Question

A cylindrical tank of diameter 35 cm is full of water. If 11 litres of water is drawn out, the water level in the tank will drop by________.
(a) $10\dfrac{1}{2}\text{ cm}$
(b) $11\dfrac{3}{7}\text{ cm}$
(c) $12\dfrac{6}{7}\text{ cm}$
(d) 14 cm

Answer 1

Hint: Assume that initially the height of the water level in the cylindrical tank is ‘h’. When 11 litres of water is drawn then assume that the height of water level in the cylindrical tank becomes ‘k’. We have to find the value of ‘h – k’ in cm. Use the volume relation given by: volume of water in the cylindrical initially = volume of water left in the tank + volume of water drawn (11 litres).
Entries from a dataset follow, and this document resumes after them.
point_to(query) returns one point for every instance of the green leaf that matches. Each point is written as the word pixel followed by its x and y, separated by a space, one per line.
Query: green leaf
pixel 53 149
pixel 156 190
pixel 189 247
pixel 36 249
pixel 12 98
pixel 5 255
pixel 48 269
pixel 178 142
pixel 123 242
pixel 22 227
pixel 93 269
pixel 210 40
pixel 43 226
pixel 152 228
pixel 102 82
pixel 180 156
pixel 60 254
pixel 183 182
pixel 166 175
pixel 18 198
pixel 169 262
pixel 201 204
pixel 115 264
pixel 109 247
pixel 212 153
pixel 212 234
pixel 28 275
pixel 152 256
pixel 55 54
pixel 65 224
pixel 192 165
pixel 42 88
Apply the formula for volume of cylinder $=\pi {{r}^{2}}h$, where ‘r’ is the radius of the cylinder and ‘h’ is the height of the cylinder. To convert litres into cubic centimeters, use the relation: $1\text{ litres}=1000\text{ c}{{\text{m}}^{3}}$.

Complete step-by-step answer:
We have been provided with a cylindrical tank with diameter 35 cm. Therefore,
$\text{radius}=r=\dfrac{\text{diameter}}{2}=\dfrac{35}{2}\text{ cm}$

Now, let us assume that, initially the height of the water level in the cylindrical tank is ‘h’. It is given that 11 litres of water is drawn from the tank. Therefore, assume that, finally, the level of water in the tank becomes ‘k’. We have to determine the decrease in water level, that is ‘h – k’.
First let us convert 11 litres into cubic cm, so that we can get the height in centimeters.
We know that: $1\text{ litres}=1000\text{ c}{{\text{m}}^{3}}$. Therefore, $11\text{ litres}=11000\text{ c}{{\text{m}}^{3}}$.
Now, applying the volume relation: volume of water in the cylindrical initially = volume of water left in the tank + volume of water drawn (11 litres). We get,
$\begin{align}
  & \pi {{r}^{2}}h=\pi {{r}^{2}}k+11000 \\
 & \Rightarrow \pi {{r}^{2}}h-\pi {{r}^{2}}k=11000 \\
 & \Rightarrow \pi {{r}^{2}}(h-k)=11000 \\
 & \Rightarrow (h-k)=\dfrac{11000}{\pi {{r}^{2}}} \\
\end{align}$
Substituting the values: $\pi =\dfrac{22}{7}$ and $r=\dfrac{35}{2}$, we get,
$\begin{align}
  & (h-k)=\dfrac{11000}{\dfrac{22}{7}\times {{\left( \dfrac{35}{2} \right)}^{2}}} \\
 & \Rightarrow (h-k)=\dfrac{11000}{\dfrac{22}{7}\times \dfrac{35}{2}\times \dfrac{35}{2}} \\
 & \Rightarrow (h-k)=\dfrac{11000\times 7\times 2\times 2}{22\times 35\times 35} \\
\end{align}$
Cancelling the common factors, we get,
$(h-k)=\dfrac{80}{7}\text{ cm}$
Converting this improper fraction into mixed fraction, we get,
$(h-k)=11\dfrac{3}{7}\text{ cm}$
Hence, option (b) is the correct answer.

Note: We have used the value of $\pi =\dfrac{22}{7}$ because nothing has been provided to us and using this value will make our calculation easy. Also, we have converted the volume, given in litres, into cubic centimeters because we have to find the level of water in $cm^3$ and without using the required conversion we will get a wrong answer.Using the volume relation given by: volume of water in the cylindrical initially = volume of water left in the tank + volume of water drawn (11 litres) is the key point for solving this question.